We are pleased to find out that we are not alone. Yonhap recently reported on a proposal made by Dr. Kwon Won-soon, an economics professor at the Hankuk University of Foreign Language (HUFS). Most analysts seem to be proceeding on the assumption that the pipeline would come down the east coast of the DPRK , entering South Korea on its east coast and then taking a hard right turn toward its terminus in the greater Seoul/Inchon area. (See the dark line on the attached map).

North Korea’s intentions with respect to the gas are not clear. They appear to be banking primarily on transit fees, but they might benefit from delivery of gas to what’s left of the industrial base on the east coast. Another possibility—although a highly costly one--would be to build an east-west branch across the DPRK that would deliver gas to Pyonyang.

Kwon argues for a different route that would mitigate risk by putting Pyongyang on the hook.  Rather than the right turn to Seoul, the pipeline would first proceed south along South Korea’s east coast to Sam-cheok (the bottom right end of the pipeline) where a gas liquefaction plant would facilitate export to Japan. Rather than ending in Seoul, the pipeline would then head north to Uijungbu in northeastern Kyonggi province then back into the DPRK to Kaesong and finally to Pyongyang.

South Korean demand will always be larger than North Korean demand, creating asymmetries in bargaining power. But this scheme requies that North Korea have some skin in the game beyond simply collecting transit fees. This idea creates a classic—and beneficial--mutual hostage situation: “you hold me up, I hold you up.”

Kwon's cost estimate for the project--$2.2 billion—is slightly lower than what Kogas’ Russian subsidiary (Kogas Vostok) has estimated ($2.5 billion). But the project would increase Russia’s share of the South Korean market from 6 to nearly 30 percent. While the Kogas Vostok official stated that the pipeline option is more efficient than either compressed or liquefied natural gas (CNG or LNG), he also admitted that the pipeline involved “unavoidable” political risks.

This week, the revisionism has continued.

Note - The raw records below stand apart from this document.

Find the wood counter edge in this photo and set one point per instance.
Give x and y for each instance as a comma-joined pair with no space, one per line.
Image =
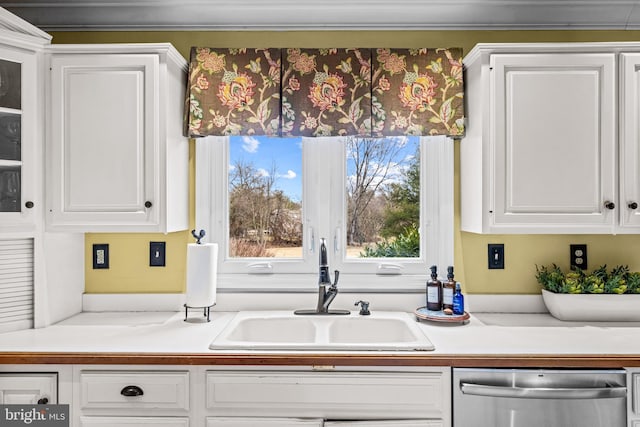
308,359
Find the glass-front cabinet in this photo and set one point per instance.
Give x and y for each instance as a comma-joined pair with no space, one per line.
18,135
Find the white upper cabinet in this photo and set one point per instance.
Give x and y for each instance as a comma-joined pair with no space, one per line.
630,141
118,160
541,150
21,122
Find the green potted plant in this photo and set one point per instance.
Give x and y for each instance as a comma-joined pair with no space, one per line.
602,295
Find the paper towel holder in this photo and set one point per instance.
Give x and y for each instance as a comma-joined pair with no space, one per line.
198,236
207,312
207,309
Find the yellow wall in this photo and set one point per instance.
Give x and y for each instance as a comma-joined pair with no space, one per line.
129,270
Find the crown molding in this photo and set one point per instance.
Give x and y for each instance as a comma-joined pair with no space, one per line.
286,15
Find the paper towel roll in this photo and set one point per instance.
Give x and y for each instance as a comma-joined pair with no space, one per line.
202,267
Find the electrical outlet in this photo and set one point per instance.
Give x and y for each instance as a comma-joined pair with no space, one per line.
157,254
496,256
578,257
100,256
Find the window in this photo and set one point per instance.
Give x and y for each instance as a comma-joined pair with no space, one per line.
268,202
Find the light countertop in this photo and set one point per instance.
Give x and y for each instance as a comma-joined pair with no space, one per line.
486,334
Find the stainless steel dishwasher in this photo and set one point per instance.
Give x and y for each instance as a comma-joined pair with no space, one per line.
540,398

A  KOGAS spokesman admitted that the company “had not even begun talking about a rough draft ” and that “the project requires political decisions by the related governments” that Kogas is in no position to take. Kogas President Choo Kang-soo also testified before the National Assembly that the company still has the option of importing LNG at highly favorable prices—as we noted in an earlier post—reducing the urgency of reaching an agreement on the pipeline.

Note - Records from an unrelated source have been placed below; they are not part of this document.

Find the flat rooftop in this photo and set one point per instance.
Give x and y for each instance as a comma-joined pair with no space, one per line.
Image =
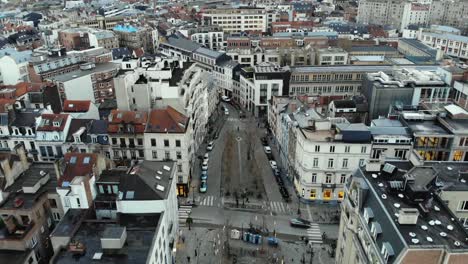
135,250
100,67
435,227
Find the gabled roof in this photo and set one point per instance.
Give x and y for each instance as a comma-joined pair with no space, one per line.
167,120
76,106
77,164
52,122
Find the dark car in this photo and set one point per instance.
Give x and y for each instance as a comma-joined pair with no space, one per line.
299,222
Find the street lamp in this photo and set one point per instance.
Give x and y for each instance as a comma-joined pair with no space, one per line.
193,194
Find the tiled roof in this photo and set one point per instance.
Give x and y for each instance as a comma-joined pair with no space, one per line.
76,105
136,118
167,120
77,164
48,120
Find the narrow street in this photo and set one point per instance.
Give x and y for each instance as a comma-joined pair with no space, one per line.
243,193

A few more Russian tidbits. Troy Stangarone offers up a punchy, hard-headed and skeptical assessment of the pipeline for KEI. A second comes thanks to our friend Aidan Foster-Carter. As in China, regional connections may have a life of their own. The Russian Far East has been developing a number of projects with the DPRK, according to a website that covers the Tumen Initiative.  At a meeting in Nakhodka, the first Vice-Governor of Primorsky Territory thanked the local Consul General for the DPRK’s construction of a ferry and noted that four other ships were under contract. The pipeline is clearly just one piece of a broader strategy toward the North.